The problem with moderators is that meta-moderating is just a little-too-late. And even if it did work well, it wouldn't be able to stop biased moderating. Or it would plunge it into the void of predictable moderating. Or are we already there? There is a mod of "Troll", but not of "Karma Whore".
My beliefs do not require that you agree with them.
I might be missing a critical idea. I feel that I must be. (In my defense, I was up all night playing Crimson Skies and then preparing for an 8:30AM project status meeting.)
It seems that this warranty, escrow account system would not work well with hacked computers, viruses, et cetera.

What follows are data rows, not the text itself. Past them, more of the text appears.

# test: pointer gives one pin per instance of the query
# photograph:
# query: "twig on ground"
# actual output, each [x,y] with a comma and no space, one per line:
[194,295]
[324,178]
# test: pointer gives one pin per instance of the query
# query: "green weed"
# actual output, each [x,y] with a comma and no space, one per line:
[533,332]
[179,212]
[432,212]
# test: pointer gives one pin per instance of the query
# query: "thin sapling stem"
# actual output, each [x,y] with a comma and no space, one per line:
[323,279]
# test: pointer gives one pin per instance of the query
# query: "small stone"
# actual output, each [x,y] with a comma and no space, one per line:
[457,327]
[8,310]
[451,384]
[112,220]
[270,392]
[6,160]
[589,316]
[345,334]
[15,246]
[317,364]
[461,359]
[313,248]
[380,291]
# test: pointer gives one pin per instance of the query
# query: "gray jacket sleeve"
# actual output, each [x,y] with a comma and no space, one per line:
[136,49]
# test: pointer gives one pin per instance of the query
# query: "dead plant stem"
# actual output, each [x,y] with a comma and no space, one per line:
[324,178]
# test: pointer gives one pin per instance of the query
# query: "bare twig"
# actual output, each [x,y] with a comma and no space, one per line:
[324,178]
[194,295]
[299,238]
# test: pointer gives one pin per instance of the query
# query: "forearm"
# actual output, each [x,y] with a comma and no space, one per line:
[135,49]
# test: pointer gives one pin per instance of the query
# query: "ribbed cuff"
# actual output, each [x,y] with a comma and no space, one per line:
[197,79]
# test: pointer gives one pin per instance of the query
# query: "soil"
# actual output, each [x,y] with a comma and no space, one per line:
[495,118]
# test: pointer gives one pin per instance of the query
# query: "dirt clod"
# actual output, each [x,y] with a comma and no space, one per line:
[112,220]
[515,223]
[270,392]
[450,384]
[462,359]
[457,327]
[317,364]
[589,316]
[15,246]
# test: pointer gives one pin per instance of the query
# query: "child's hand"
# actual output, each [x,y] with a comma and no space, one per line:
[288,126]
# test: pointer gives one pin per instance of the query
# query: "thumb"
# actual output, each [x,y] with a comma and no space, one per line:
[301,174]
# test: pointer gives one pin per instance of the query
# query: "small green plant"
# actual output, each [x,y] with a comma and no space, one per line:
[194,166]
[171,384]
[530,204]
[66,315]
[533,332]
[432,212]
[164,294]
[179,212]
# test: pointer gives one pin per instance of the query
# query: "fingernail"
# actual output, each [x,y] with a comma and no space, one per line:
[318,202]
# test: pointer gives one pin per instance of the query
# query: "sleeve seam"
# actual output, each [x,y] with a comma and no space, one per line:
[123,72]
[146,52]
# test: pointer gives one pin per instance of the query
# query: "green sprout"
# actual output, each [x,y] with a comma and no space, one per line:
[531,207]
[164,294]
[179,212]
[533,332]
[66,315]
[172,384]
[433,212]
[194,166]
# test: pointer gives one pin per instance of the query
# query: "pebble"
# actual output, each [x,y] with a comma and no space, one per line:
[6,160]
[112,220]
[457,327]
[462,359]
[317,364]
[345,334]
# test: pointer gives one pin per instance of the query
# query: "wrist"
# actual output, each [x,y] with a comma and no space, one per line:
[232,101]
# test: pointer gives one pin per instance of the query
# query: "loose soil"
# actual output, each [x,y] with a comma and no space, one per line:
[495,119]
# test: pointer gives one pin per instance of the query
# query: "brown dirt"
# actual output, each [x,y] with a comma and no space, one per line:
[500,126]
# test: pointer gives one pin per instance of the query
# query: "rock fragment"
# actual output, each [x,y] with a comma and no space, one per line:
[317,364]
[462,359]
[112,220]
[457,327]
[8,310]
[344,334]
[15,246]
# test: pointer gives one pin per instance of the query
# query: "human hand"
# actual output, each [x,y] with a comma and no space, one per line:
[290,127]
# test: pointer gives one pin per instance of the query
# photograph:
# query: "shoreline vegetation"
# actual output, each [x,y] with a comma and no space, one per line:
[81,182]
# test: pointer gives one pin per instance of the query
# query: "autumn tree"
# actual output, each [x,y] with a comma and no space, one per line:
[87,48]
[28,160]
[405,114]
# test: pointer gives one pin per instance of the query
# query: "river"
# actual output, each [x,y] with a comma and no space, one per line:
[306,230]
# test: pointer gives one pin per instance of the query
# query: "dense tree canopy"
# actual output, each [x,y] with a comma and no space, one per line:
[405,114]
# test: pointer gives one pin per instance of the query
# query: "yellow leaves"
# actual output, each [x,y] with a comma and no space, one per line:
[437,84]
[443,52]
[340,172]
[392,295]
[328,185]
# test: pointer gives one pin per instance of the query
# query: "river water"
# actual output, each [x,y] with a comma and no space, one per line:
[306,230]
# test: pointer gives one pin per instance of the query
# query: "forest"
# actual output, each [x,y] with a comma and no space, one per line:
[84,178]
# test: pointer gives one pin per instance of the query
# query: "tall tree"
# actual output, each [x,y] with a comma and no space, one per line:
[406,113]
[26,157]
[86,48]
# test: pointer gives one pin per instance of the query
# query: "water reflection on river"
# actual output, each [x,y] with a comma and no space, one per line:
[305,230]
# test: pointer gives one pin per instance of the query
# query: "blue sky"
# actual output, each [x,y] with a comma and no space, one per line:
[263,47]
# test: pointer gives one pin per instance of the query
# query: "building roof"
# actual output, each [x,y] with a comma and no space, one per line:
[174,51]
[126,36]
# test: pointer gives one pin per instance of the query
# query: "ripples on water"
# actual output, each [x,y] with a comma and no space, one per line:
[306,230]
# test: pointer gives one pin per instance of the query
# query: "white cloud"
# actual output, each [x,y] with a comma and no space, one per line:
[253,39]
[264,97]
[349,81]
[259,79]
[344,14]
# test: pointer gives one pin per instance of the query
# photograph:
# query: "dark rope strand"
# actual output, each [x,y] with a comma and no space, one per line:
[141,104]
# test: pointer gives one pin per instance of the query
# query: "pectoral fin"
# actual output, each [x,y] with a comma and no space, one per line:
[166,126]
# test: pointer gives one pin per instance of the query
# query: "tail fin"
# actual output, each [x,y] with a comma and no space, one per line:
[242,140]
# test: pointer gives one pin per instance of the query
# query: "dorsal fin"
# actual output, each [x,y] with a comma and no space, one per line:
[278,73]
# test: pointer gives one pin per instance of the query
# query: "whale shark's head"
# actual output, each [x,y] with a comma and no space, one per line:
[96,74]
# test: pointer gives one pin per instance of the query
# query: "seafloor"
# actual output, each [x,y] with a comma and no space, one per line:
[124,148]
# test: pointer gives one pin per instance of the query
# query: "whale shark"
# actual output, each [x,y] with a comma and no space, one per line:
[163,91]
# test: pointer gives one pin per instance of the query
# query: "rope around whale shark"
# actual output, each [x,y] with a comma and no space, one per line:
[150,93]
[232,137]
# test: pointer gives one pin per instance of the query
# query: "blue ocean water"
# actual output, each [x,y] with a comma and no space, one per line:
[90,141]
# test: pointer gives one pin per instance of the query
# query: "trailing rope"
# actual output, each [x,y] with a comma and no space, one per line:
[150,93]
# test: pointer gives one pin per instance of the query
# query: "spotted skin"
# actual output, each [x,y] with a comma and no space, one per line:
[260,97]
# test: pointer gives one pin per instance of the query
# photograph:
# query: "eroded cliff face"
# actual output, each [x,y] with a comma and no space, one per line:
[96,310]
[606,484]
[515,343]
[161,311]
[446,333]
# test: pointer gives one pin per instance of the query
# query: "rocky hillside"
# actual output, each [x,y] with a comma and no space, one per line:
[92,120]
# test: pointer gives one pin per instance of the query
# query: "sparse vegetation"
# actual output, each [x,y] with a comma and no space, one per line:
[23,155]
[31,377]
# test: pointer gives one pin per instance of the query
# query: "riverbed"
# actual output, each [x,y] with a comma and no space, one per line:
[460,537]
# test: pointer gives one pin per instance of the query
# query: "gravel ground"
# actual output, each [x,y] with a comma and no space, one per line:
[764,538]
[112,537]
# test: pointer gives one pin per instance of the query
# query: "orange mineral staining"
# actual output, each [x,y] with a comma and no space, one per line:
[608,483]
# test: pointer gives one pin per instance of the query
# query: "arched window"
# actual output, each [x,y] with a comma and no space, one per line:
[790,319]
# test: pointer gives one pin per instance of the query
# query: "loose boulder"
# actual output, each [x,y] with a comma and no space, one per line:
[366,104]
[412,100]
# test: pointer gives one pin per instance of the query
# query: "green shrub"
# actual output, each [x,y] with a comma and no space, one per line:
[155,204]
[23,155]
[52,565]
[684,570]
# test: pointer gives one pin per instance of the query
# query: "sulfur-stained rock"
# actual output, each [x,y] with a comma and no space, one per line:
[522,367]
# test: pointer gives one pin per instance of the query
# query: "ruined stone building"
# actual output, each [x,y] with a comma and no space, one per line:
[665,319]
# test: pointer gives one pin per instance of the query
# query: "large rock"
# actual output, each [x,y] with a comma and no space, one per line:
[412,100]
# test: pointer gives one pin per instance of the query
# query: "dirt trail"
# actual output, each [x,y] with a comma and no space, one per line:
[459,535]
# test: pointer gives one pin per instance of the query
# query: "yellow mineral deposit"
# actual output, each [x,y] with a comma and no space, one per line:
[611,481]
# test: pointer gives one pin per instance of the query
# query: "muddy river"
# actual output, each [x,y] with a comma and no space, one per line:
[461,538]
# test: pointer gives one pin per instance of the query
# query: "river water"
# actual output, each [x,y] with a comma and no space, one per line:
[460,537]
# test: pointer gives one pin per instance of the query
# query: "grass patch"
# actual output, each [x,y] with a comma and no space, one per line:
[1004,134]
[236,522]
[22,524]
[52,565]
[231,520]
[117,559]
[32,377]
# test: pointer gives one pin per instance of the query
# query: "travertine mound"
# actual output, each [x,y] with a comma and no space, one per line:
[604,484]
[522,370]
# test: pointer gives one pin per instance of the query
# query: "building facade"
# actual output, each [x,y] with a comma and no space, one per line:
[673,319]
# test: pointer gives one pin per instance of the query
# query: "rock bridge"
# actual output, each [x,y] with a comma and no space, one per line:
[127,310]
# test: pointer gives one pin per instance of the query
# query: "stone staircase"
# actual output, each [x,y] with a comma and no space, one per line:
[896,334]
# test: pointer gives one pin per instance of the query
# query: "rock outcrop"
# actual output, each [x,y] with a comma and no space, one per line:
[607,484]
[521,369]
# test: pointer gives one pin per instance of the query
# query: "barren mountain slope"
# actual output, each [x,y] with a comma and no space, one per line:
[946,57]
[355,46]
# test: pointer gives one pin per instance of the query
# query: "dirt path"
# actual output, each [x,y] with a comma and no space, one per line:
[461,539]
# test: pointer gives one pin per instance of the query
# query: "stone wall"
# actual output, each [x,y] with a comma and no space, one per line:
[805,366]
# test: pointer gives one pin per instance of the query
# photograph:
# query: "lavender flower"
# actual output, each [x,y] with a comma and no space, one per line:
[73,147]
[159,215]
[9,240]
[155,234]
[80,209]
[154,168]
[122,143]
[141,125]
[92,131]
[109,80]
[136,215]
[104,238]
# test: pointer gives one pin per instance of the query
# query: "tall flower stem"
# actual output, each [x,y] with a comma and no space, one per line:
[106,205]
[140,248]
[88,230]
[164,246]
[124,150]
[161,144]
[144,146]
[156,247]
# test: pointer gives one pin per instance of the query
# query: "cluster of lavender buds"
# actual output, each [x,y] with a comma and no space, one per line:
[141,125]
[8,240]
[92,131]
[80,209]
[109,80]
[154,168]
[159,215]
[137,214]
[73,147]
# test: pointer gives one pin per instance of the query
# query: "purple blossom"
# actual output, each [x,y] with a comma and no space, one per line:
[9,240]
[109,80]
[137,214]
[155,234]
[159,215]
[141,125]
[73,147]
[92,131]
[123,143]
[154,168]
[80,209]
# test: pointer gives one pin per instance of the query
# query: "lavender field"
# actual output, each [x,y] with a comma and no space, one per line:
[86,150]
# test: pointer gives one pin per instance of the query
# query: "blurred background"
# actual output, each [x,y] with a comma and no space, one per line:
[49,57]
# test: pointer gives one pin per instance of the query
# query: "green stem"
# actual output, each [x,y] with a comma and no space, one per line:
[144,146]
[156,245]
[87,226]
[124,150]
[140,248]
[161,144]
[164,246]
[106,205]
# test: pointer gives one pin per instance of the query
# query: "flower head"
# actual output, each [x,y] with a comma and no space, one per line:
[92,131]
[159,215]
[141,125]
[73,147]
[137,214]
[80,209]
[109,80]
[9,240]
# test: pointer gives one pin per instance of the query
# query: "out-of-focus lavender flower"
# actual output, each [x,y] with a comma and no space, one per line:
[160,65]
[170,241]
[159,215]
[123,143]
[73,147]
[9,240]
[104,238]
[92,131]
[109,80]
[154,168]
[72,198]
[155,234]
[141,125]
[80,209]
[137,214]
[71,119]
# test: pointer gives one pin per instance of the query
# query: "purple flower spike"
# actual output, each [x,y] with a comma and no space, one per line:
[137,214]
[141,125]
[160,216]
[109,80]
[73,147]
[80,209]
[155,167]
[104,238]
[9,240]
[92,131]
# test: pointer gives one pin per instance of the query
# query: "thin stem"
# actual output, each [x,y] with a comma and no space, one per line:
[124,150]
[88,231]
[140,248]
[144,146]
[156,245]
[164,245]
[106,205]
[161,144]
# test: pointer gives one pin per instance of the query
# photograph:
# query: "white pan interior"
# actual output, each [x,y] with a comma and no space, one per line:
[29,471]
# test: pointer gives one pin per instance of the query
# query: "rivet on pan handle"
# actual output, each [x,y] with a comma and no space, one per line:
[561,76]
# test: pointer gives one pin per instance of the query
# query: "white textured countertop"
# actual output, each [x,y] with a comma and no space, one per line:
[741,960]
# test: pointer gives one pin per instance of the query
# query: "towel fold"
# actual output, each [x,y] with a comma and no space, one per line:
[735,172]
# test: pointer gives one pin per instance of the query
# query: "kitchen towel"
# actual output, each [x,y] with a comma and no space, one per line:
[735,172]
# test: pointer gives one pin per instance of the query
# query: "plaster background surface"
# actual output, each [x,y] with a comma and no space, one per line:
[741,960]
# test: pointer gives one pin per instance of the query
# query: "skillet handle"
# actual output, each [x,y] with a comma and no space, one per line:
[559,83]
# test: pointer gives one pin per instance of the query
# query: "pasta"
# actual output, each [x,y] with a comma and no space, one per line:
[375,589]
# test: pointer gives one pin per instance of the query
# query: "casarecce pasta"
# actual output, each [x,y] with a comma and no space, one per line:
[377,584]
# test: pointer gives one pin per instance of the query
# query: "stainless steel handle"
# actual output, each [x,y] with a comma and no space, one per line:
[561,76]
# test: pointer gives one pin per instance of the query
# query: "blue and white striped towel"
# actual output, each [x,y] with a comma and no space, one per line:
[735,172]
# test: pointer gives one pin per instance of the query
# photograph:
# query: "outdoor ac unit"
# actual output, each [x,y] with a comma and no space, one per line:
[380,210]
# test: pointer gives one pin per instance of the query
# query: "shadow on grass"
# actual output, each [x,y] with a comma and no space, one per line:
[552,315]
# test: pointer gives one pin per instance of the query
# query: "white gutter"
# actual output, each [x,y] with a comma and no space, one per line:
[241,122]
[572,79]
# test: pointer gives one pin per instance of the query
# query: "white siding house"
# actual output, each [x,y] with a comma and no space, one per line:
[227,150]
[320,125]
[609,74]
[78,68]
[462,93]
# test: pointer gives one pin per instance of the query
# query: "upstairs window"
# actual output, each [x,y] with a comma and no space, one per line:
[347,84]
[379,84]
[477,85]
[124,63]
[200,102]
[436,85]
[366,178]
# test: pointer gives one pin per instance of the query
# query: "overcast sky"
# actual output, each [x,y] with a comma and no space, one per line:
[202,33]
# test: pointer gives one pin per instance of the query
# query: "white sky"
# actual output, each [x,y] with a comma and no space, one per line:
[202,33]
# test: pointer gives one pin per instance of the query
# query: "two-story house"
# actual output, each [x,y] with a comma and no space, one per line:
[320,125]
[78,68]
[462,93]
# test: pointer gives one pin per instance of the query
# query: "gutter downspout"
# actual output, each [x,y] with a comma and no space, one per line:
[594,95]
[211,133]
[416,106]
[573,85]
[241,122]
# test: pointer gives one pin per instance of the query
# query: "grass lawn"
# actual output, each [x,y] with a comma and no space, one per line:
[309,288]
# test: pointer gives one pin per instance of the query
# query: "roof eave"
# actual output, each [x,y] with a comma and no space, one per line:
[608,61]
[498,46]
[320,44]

Here's a simple example; please tell me that I'm wrong. My grandma makes a reasonable attempt to secure her system but leaves some holes. Some hacker, working for a spammer, gets in her system and installs a nice little backdoor program. The spammer starts emailing people from her computer until the money in grandma's escrow account can no longer cover the warranties. The recipients are obviously angered by receiving this spam and collect the money on the warranty. How is she going to get her money back?
I don't need to belabor this point, but does this plan assume that all email sent from a user's account was purposefully sent by that user? If so, I can't support that. Virus writers and hackers aren't going away. Computers may become more secure; users may become more experienced. But our increasingly interconnected world is simply too complex to eradicate every security hole.